The state reported a seven-day rolling positivity rate of 5.81%. The World Health Organization recommends 14 straight days of positivity rates — the rate at which those tested for the virus are confirmed to have it — of 5% or lower before governments consider easing restrictions aimed at slowing the spread of the virus. Maryland Gov. Larry Hogan has said he is following guidelines from the U.S. Centers for Disease Control and Prevention that recommend reopenings after two weeks of a positivity rate below 15%.
As of Wednesday morning, Maryland is one of 16 states with a positivity rate higher than 5% but is no longer among the highest 10, according to Johns Hopkins University’s coronavirus resource center.

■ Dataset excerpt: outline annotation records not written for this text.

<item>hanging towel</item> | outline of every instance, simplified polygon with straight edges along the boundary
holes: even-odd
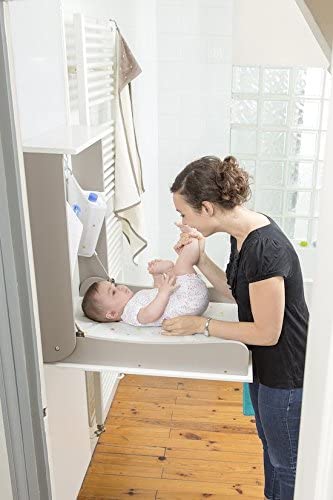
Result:
[[[119,28],[116,30],[117,96],[115,116],[115,197],[114,211],[122,224],[132,260],[147,246],[144,237],[141,158],[136,139],[131,82],[141,73]]]

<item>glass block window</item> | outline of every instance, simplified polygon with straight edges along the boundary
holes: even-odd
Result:
[[[252,178],[248,207],[315,243],[331,93],[321,68],[235,66],[230,153]]]

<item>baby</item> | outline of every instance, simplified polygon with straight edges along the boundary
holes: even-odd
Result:
[[[91,285],[82,301],[84,314],[99,322],[124,321],[134,326],[160,326],[164,319],[201,315],[208,307],[208,290],[193,265],[199,259],[199,243],[179,250],[175,264],[153,260],[148,271],[154,288],[133,293],[125,285],[99,281]]]

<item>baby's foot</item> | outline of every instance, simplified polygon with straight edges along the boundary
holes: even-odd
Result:
[[[150,274],[163,274],[171,271],[173,268],[171,260],[155,259],[148,262],[148,272]]]

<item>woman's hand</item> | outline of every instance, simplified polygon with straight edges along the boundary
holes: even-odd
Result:
[[[174,250],[180,254],[184,246],[188,245],[193,238],[196,238],[199,241],[199,260],[197,266],[200,267],[200,263],[206,257],[205,237],[194,227],[187,226],[181,222],[176,222],[176,226],[181,230],[181,235],[178,242],[174,246]]]
[[[163,335],[194,335],[203,333],[207,318],[203,316],[178,316],[165,319],[162,323]]]

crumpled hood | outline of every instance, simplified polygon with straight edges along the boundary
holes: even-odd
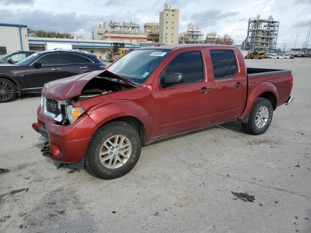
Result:
[[[42,89],[42,95],[49,99],[56,100],[66,100],[76,97],[81,94],[83,87],[90,80],[98,76],[103,76],[104,74],[104,77],[120,79],[135,87],[138,87],[128,80],[108,70],[95,70],[46,83]]]
[[[18,67],[18,65],[10,64],[10,63],[0,63],[0,67]]]

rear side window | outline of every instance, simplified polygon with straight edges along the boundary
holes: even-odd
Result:
[[[52,53],[46,55],[38,60],[41,62],[41,66],[51,66],[59,64],[58,53]]]
[[[227,50],[225,51],[228,59],[228,66],[229,67],[229,74],[230,76],[234,75],[238,71],[237,63],[233,51]]]
[[[178,55],[164,71],[162,74],[165,76],[174,73],[182,73],[184,75],[183,83],[203,81],[204,75],[201,52],[187,52]]]
[[[82,56],[72,53],[61,53],[60,60],[61,64],[77,64],[91,62]]]
[[[216,80],[230,78],[238,71],[234,53],[232,50],[210,51],[214,78]]]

The figure Hopkins includes in its daily reports is consistently higher than that of the state. The difference comes from the data used in the calculations. Maryland officials calculate positivity rate as the number of positive tests divided by total testing volume over a seven-day period. Rather than the total testing volume, Hopkins uses the number of people tested, or the combination of new cases and people who tested negative, and arrives at its figure by dividing the number of new cases by the number of people tested.
Baltimore Mayor Bernard C. “Jack” Young originally announced he would provide an update on the city’s reopening process Wednesday but said in a statement the announcement of the next phase would instead come Friday.
“While the data continues to trend in the right direction, testing results from this week will help show the extent of transmission from Memorial Day activities and protests earlier this month,” Young said. “Once [Health Commissioner Dr. Letitia] Dzirasa and her team have an opportunity to review this data, we will be able to make a better-informed decision about the next steps of our reopening.”
Maryland reported 15,594 test results Wednesday, its second-highest total. In all, the state has conducted almost 527,000 tests on more than 441,000 people. Of those tested, 14.3% — about one in seven people — have tested positive.
Race data is not available for about 18% of Maryland’s confirmed cases. More than two-thirds of the state’s infected are black or Hispanic, among those whose race is known, but those groups combine to represent about 40% of Maryland’s overall population. Those who are black are about the same proportion of the state’s death toll as those who are white, 41% to 43%, despite accounting for half the proportion of the state’s overall population, 30% to 60%.
Those under 60 years old represent three-fourths of Maryland’s confirmed infections of the coronavirus, but those 60 and older make up 88% of the state’s victim pool. More than 30% of those at least 80 years old with a confirmed infection have died.